SEO still matters
Let’s be direct: organic search rankings still drive real traffic and real revenue for most UK businesses. Google still processes billions of queries a day. A well-optimised page that ranks on the right keywords is still valuable. This is not an argument against SEO. It’s an argument that SEO is no longer sufficient on its own.
The gap that’s opened up
The shift happened gradually and then quickly. Buyers, particularly in B2B categories, have started using AI answer engines as part of their research process. They’re not replacing Google entirely, but they’re adding a step. Some start on ChatGPT or Perplexity. Some use Google’s AI Overviews and never click through to the organic results. Many do both.
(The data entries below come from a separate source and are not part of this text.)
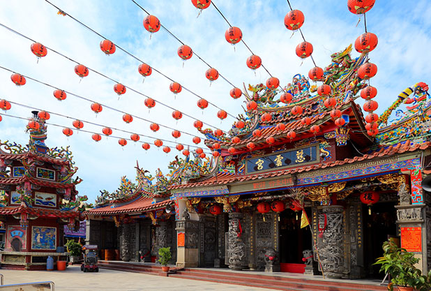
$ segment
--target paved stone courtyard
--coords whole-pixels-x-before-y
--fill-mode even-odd
[[[79,266],[68,267],[64,271],[15,271],[0,269],[4,284],[53,281],[56,291],[74,290],[248,290],[262,291],[264,288],[220,284],[176,278],[162,277],[101,269],[98,273],[84,273]]]

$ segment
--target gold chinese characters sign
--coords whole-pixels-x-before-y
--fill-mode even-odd
[[[298,167],[319,162],[318,145],[273,153],[245,161],[247,174]]]

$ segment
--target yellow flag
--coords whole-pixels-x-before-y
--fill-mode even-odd
[[[310,225],[310,221],[307,217],[307,214],[304,209],[302,210],[302,215],[301,216],[301,228],[303,228],[307,225]]]

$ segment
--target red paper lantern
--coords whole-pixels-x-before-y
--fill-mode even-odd
[[[241,92],[241,89],[239,88],[233,88],[230,90],[230,96],[234,99],[237,99],[241,96],[243,92]]]
[[[299,29],[304,24],[304,14],[298,10],[292,10],[285,16],[285,25],[289,30]]]
[[[137,71],[144,77],[148,77],[153,73],[153,69],[151,66],[145,63],[142,63],[137,67]]]
[[[217,137],[220,137],[223,135],[223,130],[222,130],[221,129],[217,128],[216,130],[214,130],[214,135]]]
[[[271,77],[266,80],[266,87],[271,90],[273,90],[280,85],[280,80],[275,77]]]
[[[172,130],[172,136],[174,138],[178,138],[181,136],[181,133],[179,130]]]
[[[264,113],[260,117],[260,121],[262,122],[269,122],[273,119],[273,117],[269,113]]]
[[[112,130],[109,127],[104,127],[102,129],[102,133],[103,133],[106,136],[109,136],[112,134]]]
[[[30,50],[31,52],[36,54],[36,57],[39,58],[42,58],[47,55],[48,51],[45,45],[39,43],[32,43],[30,46]]]
[[[154,100],[154,99],[151,98],[145,98],[145,100],[144,100],[144,104],[145,105],[145,106],[146,106],[149,109],[151,109],[153,108],[154,106],[156,106],[156,101]]]
[[[148,15],[144,18],[144,27],[151,33],[157,32],[160,29],[160,22],[154,15]]]
[[[201,121],[200,120],[197,120],[195,122],[193,122],[193,126],[195,126],[196,128],[202,128],[202,126],[204,126],[204,123],[202,121]]]
[[[63,134],[66,136],[70,136],[73,134],[73,130],[70,128],[63,128]]]
[[[172,112],[172,117],[175,120],[181,119],[183,117],[183,114],[179,110],[175,110]]]
[[[242,120],[239,120],[238,121],[235,122],[235,127],[236,128],[243,128],[244,126],[245,126],[245,124]]]
[[[372,99],[377,95],[377,89],[372,86],[367,86],[361,90],[361,97],[364,99]]]
[[[153,123],[150,124],[150,129],[156,133],[157,130],[160,129],[160,127],[159,126],[158,124]]]
[[[371,32],[365,33],[356,38],[355,50],[358,52],[366,54],[376,48],[378,42],[377,36]]]
[[[123,95],[126,93],[126,86],[123,84],[116,84],[114,85],[114,91],[119,95]]]
[[[257,108],[257,103],[255,101],[248,101],[247,103],[247,110],[253,111]]]
[[[308,77],[313,81],[318,81],[324,76],[324,70],[322,68],[314,67],[308,71]]]
[[[201,142],[201,138],[198,136],[195,136],[192,140],[193,141],[194,144],[197,144]]]
[[[91,135],[91,138],[93,139],[93,140],[94,140],[95,142],[99,142],[100,140],[102,140],[102,137],[100,136],[100,135],[99,135],[98,133],[94,133],[93,134],[93,135]]]
[[[270,136],[270,137],[266,137],[265,141],[268,144],[272,144],[275,142],[275,139],[274,139],[274,137],[273,137],[272,136]]]
[[[205,77],[206,77],[206,79],[213,82],[215,80],[218,79],[218,72],[214,68],[210,68],[206,70],[206,72],[205,73]]]
[[[281,201],[274,201],[271,204],[271,209],[273,211],[281,212],[286,209],[286,205]]]
[[[126,124],[130,124],[133,121],[133,117],[130,114],[124,114],[123,115],[123,121]]]
[[[372,63],[365,63],[358,69],[358,76],[361,79],[368,80],[377,73],[377,66]]]
[[[134,142],[137,142],[140,139],[141,137],[139,137],[139,135],[138,135],[137,133],[133,133],[133,135],[130,135],[130,140],[132,140]]]
[[[163,145],[163,142],[162,142],[160,140],[156,140],[154,141],[154,145],[157,147],[160,147]]]
[[[54,91],[54,97],[55,97],[59,101],[66,99],[67,94],[63,90],[56,89]]]
[[[331,118],[333,119],[336,119],[338,117],[341,117],[341,110],[338,109],[333,109],[331,110]]]
[[[39,113],[38,113],[38,117],[39,117],[40,119],[43,120],[48,120],[50,119],[50,118],[51,118],[51,115],[50,115],[50,114],[46,111],[40,111]]]
[[[301,115],[302,114],[303,111],[302,107],[296,105],[294,106],[291,112],[294,115]]]
[[[84,65],[76,65],[75,73],[80,77],[84,77],[89,75],[89,69]]]
[[[348,0],[347,8],[353,14],[363,14],[374,6],[375,0]]]
[[[180,85],[179,83],[177,83],[176,82],[173,82],[169,85],[169,89],[172,93],[176,94],[181,91],[183,87],[181,87],[181,85]]]
[[[255,145],[254,142],[250,142],[249,143],[247,144],[247,147],[248,148],[248,149],[250,149],[250,151],[252,151],[253,149],[255,149],[256,146]]]
[[[319,86],[317,94],[321,96],[331,94],[331,86],[326,84]]]
[[[127,140],[126,140],[123,138],[121,138],[119,140],[119,144],[121,145],[121,147],[124,147],[125,145],[127,144]]]
[[[208,107],[208,101],[203,98],[199,99],[197,101],[197,107],[202,110]]]
[[[29,124],[27,124],[27,127],[29,128],[31,128],[31,129],[34,129],[34,130],[37,130],[38,129],[39,129],[40,126],[39,125],[38,122],[36,122],[34,120],[31,120],[31,121],[29,121]]]
[[[324,105],[326,108],[333,107],[337,105],[337,99],[333,97],[326,98],[324,102]]]
[[[282,94],[281,94],[281,96],[280,97],[280,100],[283,103],[289,104],[292,102],[292,100],[293,99],[293,98],[294,97],[292,96],[290,93],[285,92]]]
[[[217,112],[217,117],[223,120],[227,117],[227,113],[223,110],[219,110],[218,112]]]
[[[25,84],[27,82],[25,77],[20,74],[12,74],[10,80],[13,82],[13,84],[17,86],[22,86]]]
[[[317,133],[318,132],[320,131],[320,126],[312,126],[310,128],[310,131],[311,131],[312,133],[314,133],[315,135],[316,133]]]
[[[305,59],[312,54],[312,45],[307,41],[303,41],[296,46],[295,52],[298,57]]]
[[[309,126],[311,124],[311,119],[310,117],[304,117],[301,119],[301,124],[303,126]]]
[[[368,124],[371,124],[372,122],[377,122],[379,121],[379,115],[375,113],[370,113],[365,117],[365,121]]]
[[[257,204],[257,211],[261,214],[269,212],[271,207],[268,202],[260,202]]]
[[[236,27],[231,27],[225,33],[226,40],[232,45],[238,43],[243,38],[243,32]]]
[[[75,126],[75,128],[77,129],[81,129],[84,127],[84,123],[82,121],[81,121],[80,120],[74,120],[73,122],[72,122],[72,125],[73,126]]]
[[[111,40],[105,39],[100,42],[100,50],[107,55],[112,54],[115,52],[115,45]]]
[[[247,66],[252,70],[259,68],[262,64],[262,60],[260,57],[256,54],[252,54],[247,59]]]
[[[209,207],[209,213],[213,215],[219,215],[222,213],[222,207],[218,204],[212,204]]]
[[[209,7],[211,0],[192,0],[192,3],[198,9],[206,9]]]
[[[278,131],[283,131],[286,129],[286,125],[285,124],[280,123],[275,126],[275,129]]]
[[[294,138],[296,137],[296,133],[295,133],[294,130],[290,130],[289,133],[287,133],[287,137],[293,140]]]
[[[103,110],[103,107],[99,103],[93,103],[91,107],[91,110],[94,111],[96,114],[100,112]]]
[[[260,129],[255,129],[252,132],[252,135],[255,137],[260,137],[262,135],[262,132]]]
[[[346,121],[345,120],[344,118],[340,117],[335,119],[335,124],[337,126],[341,127],[344,126],[345,124],[346,124]]]
[[[183,45],[178,49],[178,55],[183,61],[188,60],[193,55],[192,48],[187,45]]]
[[[368,112],[375,111],[379,107],[379,103],[374,100],[369,100],[363,104],[363,110]]]

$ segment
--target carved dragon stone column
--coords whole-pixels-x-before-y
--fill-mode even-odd
[[[229,214],[227,258],[229,267],[234,270],[242,270],[248,265],[245,244],[242,238],[242,213]]]
[[[325,206],[318,218],[318,248],[325,276],[342,278],[343,274],[343,217],[342,206]]]

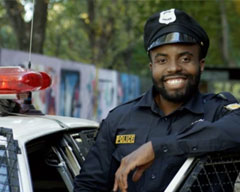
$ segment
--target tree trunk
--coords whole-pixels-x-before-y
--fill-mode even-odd
[[[228,67],[236,67],[236,63],[231,59],[229,53],[229,26],[226,16],[226,10],[224,5],[224,0],[219,0],[220,3],[220,13],[221,13],[221,24],[222,24],[222,52],[224,63]]]
[[[17,37],[19,49],[29,51],[31,22],[26,23],[23,19],[23,5],[17,0],[4,0],[4,3]],[[35,53],[43,53],[48,3],[48,0],[36,0],[34,6],[32,51]]]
The critical point: SEO gets you ranked in Google results. It doesn’t automatically get you cited in AI answers. The signals that govern AI citations are different from the signals that govern Google rankings. A page can rank first on Google for a competitive keyword and still not appear in the AI answer when someone asks the equivalent question to ChatGPT.
Where buyers are going
The data on this is still developing, but the pattern is clear. AI answer engine usage is growing fastest among exactly the demographic most UK B2B businesses care about: educated, research-oriented buyers in professional categories. They’re asking more considered questions and receiving more complete answers than a list of links can provide.
When your brand doesn’t appear in those answers, you’re invisible at a critical point in the decision journey, and you won’t see it in your analytics because the buyer never clicked through.
What to do about it
The answer isn’t to abandon SEO and pivot entirely to AI search visibility. The two disciplines are complementary. Many of the foundations help with both: clear content, strong site structure, genuine authority. There’s no clean line between them.
The additional work is specific: producing content AI systems can quote directly, building citable authority signals they weigh, and regularly checking what the major AI systems actually say about your category. That last part, reading the answers, is the simplest and most important starting point.
If you don’t know what ChatGPT says when a buyer asks about your category, that’s the first thing to find out.